D. Right of human review - policy without UI
Our policy text promises a right to request human review of AI feedback. That button does not yet exist on the student-facing feedback component. A teacher-override surface exists for school accounts; an equivalent self-serve route for direct-to-consumer students does not.
E. DPIA status
Our internal DPIA for AI features is at draft v0.9 with author and DPO placeholders unfilled. Finalising it sits in Remediation 11.
F. AI labelling coverage
The essay-feedback panel and /legal/ai-transparency page do disclose AI use. Blog content-which is currently part-generated by our agent pipeline-is not flagged as AI-assisted on the public page.
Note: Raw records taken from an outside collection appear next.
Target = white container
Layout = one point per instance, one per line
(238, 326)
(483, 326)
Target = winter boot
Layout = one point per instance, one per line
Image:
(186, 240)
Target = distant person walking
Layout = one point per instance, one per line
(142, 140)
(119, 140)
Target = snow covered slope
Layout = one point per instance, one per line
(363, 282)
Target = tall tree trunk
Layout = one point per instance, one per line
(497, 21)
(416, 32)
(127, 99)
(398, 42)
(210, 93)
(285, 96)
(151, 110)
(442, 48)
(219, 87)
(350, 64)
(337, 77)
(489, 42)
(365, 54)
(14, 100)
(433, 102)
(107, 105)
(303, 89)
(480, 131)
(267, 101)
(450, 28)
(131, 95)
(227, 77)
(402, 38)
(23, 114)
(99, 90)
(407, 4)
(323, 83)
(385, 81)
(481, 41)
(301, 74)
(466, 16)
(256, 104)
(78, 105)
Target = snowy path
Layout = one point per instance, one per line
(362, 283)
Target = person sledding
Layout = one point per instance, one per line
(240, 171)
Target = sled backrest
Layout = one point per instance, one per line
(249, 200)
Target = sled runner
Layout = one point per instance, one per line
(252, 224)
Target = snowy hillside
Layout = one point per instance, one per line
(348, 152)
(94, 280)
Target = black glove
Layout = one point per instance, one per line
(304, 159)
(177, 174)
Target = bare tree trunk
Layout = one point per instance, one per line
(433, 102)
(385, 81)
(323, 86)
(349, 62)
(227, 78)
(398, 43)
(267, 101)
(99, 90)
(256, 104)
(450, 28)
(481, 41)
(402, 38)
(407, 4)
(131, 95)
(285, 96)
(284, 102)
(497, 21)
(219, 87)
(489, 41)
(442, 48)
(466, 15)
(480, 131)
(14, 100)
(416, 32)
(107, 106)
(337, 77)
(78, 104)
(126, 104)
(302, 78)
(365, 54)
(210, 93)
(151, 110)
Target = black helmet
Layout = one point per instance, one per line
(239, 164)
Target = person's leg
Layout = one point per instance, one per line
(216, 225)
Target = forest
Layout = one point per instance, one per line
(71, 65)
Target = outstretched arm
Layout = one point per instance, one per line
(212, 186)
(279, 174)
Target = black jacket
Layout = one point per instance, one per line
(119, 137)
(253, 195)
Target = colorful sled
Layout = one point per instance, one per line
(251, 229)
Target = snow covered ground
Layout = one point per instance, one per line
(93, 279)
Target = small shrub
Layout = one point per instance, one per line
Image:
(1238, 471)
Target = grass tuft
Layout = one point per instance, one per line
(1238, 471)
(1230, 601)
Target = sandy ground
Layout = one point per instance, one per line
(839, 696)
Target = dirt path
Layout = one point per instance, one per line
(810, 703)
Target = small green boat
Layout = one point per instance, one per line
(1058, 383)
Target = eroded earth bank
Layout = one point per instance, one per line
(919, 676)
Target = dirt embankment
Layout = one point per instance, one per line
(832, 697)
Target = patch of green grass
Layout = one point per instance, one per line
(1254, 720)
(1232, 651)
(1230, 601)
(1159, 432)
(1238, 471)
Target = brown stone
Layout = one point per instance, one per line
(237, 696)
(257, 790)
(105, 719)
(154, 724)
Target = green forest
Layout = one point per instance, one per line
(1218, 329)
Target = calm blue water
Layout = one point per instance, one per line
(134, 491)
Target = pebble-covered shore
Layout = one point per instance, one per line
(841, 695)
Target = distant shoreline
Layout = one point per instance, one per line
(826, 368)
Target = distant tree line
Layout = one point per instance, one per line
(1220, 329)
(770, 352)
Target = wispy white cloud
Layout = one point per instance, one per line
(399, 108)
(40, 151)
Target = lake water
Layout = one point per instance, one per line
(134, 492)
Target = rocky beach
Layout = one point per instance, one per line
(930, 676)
Remediation 6 covers this.
We commit to refreshing this section on every material code change to the signup, consent, or AI surfaces. If you are reading this on a date more than three months from the “Last reviewed” stamp at the top of the page, please email us to ask whether the audit has been refreshed.
10. Contact for data subject requests
If you are a student, parent, or school in Qatar and want to exercise any of the rights available under PDPPL (access, correction, deletion, withdrawal of consent), or you want to raise a concern about an AI-generated output, contact us at:
[email protected]
We will acknowledge within 5 working days and respond substantively within 30 days. If you are not satisfied with our response, you may escalate to the National Cyber Security Agency of Qatar (NCSA) as the relevant supervisory authority for PDPPL.
This page is reviewed at least every six months and after any material change to our AI features, subprocessors, or governance posture. The next scheduled review is November 2026.